EV demand ticks up, but incentives needed to meet government mandates

The latest SMMT new registrations data saw registrations of new cars increase by 24% in the year to April at 149,247 units when compared to April 2025.

Battery electric vehicle (BEV) registrations continued recent growth trends, with volumes up 59.1% when compared to last year. This represents a 21.1% overall market share, which is still falling sharply below the government’s 33% Zero Emission Vehicle Mandate.

Commenting on the latest SMMT new registrations data, Sheena McGuinness, Co-head of Energy and Natural Resources at RSM UK, said: “Consumer appetite for electric vehicles (EVs) continues to grow amid elevated fuel prices and persistent concerns over fuel shortages and rations. This is a step in the right direction towards a longer-term transition to zero-emissions vehicles. However, these increases still sit way behind the government mandated targets, so more needs to be done to incentivise consumers and businesses to switch.

“With fleet registrations acting as the primary driver for the EV uptick, congestion charge exemptions, such as a reintroduction of the 100% cleaner vehicle discount in London, could increase the appeal of zero-emissions vehicles further.

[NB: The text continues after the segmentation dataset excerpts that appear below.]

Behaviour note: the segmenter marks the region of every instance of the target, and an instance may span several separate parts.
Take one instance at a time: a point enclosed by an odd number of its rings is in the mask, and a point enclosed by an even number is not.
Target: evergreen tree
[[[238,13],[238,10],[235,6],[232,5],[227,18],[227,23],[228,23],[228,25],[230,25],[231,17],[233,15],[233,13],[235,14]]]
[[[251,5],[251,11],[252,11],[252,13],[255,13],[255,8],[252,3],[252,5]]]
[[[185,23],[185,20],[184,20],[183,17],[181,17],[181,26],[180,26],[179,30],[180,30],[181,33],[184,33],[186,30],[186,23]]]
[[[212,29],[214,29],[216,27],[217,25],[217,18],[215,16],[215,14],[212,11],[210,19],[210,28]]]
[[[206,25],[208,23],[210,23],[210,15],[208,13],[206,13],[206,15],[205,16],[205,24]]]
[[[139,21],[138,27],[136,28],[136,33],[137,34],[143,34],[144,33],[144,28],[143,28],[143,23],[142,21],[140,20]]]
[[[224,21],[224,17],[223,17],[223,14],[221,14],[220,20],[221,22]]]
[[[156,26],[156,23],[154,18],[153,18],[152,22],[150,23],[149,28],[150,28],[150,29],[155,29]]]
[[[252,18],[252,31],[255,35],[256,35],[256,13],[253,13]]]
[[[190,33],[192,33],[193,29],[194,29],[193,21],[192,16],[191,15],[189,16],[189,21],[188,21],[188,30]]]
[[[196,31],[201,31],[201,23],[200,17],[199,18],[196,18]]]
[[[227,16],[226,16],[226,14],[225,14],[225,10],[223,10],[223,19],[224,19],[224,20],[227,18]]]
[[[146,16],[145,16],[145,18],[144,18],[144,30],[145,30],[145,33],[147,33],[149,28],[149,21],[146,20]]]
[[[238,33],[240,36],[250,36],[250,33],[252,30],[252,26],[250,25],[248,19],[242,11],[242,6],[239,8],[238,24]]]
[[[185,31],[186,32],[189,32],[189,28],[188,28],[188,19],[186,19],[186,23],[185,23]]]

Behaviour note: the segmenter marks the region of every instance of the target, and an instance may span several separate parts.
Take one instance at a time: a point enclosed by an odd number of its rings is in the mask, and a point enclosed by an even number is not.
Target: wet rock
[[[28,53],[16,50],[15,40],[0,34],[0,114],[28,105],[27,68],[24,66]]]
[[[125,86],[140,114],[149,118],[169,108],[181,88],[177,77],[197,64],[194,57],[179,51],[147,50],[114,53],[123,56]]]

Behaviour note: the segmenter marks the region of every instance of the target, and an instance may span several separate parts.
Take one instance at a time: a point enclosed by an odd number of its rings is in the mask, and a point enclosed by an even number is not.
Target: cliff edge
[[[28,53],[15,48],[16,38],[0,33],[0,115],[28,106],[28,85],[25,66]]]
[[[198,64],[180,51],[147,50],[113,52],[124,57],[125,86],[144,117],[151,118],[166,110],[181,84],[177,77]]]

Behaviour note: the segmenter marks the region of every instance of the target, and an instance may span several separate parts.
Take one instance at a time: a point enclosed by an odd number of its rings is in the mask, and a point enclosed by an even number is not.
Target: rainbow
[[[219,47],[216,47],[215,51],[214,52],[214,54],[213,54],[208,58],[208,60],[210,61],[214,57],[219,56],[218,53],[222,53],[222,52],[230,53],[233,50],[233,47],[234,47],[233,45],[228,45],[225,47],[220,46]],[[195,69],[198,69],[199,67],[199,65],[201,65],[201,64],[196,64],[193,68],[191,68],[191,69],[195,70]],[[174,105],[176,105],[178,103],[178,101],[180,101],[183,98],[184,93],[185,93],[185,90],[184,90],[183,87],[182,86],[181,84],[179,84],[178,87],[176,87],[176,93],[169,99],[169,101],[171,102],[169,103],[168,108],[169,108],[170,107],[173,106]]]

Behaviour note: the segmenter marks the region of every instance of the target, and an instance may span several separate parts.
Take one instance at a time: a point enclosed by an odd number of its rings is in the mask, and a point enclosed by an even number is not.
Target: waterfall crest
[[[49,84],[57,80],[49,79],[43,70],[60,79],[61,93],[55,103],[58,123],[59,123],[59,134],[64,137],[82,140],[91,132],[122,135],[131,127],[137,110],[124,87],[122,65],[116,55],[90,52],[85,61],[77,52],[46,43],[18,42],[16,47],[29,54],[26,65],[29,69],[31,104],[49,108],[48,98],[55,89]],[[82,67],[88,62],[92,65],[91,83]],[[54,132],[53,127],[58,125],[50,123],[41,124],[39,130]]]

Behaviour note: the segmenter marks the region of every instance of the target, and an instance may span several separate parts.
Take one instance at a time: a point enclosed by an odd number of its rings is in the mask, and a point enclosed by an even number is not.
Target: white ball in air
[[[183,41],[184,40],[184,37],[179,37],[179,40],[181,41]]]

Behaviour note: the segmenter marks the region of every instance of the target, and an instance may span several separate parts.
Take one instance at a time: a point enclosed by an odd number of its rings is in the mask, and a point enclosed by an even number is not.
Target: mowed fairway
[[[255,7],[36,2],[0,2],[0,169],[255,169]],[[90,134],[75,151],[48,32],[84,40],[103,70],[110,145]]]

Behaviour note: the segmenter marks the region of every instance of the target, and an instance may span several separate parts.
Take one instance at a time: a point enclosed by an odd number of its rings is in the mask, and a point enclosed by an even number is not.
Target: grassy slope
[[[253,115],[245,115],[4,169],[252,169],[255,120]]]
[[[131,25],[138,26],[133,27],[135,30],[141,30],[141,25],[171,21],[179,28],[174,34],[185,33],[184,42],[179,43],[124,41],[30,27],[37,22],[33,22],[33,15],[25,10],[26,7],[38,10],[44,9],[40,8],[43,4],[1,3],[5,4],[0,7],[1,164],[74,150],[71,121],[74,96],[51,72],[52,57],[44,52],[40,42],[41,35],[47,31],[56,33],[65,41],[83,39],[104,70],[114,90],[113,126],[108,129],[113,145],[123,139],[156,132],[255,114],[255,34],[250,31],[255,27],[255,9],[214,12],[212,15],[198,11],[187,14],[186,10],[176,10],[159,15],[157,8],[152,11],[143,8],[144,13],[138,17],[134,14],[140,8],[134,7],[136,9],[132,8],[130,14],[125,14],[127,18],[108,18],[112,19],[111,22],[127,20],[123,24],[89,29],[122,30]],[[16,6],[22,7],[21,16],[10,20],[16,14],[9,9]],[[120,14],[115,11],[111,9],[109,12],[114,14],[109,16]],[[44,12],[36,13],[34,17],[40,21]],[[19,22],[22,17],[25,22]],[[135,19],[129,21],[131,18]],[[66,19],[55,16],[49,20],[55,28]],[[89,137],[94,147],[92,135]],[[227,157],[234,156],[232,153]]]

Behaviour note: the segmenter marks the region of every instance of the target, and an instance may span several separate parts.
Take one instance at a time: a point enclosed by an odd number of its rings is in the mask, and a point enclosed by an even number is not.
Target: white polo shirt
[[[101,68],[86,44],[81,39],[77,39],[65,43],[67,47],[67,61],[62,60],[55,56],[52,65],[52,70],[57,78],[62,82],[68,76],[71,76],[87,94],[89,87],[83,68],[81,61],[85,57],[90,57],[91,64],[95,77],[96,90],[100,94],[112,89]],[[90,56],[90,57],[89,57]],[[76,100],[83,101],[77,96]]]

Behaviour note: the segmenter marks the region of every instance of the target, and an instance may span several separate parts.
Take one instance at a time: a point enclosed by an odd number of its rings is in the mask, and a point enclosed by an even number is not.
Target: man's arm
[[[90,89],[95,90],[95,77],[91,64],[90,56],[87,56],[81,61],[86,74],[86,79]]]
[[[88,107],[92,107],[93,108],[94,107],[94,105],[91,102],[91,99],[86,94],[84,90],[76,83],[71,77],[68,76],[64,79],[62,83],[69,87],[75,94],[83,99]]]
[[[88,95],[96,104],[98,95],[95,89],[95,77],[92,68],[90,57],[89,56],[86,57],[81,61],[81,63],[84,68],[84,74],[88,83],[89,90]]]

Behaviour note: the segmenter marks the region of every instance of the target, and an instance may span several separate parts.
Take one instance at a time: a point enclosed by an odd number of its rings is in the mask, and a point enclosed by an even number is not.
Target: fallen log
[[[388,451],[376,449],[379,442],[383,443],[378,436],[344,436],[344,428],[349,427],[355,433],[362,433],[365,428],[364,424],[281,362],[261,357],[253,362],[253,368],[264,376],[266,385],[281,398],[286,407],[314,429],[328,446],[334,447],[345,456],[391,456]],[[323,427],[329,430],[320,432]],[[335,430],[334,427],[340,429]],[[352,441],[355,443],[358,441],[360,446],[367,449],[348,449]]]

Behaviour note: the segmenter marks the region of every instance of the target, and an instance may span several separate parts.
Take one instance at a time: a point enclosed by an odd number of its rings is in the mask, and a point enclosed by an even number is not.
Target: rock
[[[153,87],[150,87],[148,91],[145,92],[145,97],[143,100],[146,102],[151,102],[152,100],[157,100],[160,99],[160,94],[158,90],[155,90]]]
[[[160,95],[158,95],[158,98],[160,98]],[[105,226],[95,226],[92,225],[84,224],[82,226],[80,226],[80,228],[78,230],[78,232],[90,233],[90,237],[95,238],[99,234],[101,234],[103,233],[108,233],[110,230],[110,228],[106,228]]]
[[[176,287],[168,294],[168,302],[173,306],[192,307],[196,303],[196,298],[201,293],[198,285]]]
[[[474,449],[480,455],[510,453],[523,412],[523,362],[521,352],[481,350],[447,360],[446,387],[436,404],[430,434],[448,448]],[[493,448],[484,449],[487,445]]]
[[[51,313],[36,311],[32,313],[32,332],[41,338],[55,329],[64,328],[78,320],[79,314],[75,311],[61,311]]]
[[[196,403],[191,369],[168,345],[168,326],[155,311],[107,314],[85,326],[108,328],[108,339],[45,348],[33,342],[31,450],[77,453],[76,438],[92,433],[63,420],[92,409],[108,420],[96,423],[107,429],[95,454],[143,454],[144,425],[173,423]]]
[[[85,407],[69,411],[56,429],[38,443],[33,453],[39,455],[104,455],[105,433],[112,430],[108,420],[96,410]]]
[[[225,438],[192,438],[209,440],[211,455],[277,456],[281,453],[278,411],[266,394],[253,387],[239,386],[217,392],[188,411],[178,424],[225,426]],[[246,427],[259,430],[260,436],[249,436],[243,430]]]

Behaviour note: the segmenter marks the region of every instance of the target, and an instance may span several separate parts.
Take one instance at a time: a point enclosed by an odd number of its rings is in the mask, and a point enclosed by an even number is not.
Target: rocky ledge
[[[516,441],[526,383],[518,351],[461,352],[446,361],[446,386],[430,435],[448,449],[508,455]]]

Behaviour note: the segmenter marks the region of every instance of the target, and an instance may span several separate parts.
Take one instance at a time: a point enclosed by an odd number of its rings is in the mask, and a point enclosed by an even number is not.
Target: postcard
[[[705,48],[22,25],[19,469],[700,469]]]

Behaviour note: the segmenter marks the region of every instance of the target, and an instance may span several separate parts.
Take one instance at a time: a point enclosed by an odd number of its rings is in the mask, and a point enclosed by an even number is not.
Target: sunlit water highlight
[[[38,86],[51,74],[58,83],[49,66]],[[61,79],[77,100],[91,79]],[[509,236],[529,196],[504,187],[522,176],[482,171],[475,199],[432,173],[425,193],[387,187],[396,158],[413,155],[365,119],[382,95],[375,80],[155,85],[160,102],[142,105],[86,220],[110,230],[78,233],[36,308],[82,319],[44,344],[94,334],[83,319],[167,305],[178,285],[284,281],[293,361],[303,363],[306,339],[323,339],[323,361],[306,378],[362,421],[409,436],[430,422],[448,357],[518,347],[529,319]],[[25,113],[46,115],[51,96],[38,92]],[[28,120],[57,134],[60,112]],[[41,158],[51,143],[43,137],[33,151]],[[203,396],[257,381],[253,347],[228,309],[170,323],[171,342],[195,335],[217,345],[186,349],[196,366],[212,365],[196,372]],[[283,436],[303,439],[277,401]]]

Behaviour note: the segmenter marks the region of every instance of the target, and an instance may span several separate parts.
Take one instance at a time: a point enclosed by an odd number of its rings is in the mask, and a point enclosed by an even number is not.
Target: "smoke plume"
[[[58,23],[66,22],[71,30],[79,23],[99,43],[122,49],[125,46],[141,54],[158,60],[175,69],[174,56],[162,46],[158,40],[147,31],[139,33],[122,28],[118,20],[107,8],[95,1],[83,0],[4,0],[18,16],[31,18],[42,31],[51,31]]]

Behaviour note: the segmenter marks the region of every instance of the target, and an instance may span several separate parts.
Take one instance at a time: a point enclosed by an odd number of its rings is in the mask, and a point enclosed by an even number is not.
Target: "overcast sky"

“In addition, measures to remove disparities between public and private charging, with public charging remaining substantially more expensive, and investing in on-street parking capabilities for people without driveways could also go a long way to boost EV appetite. These were recommendations published by the Environment and Climate Change Committee in 2024, which we are yet to see come into effect.

“If cost of living pressures caused by the conflict in the Middle East prevail, we could see demand for new vehicles take a hit across the market. Incentivising measures, which help to reduce consumer costs, could accelerate change to support the UK’s long-term EV transition goals.”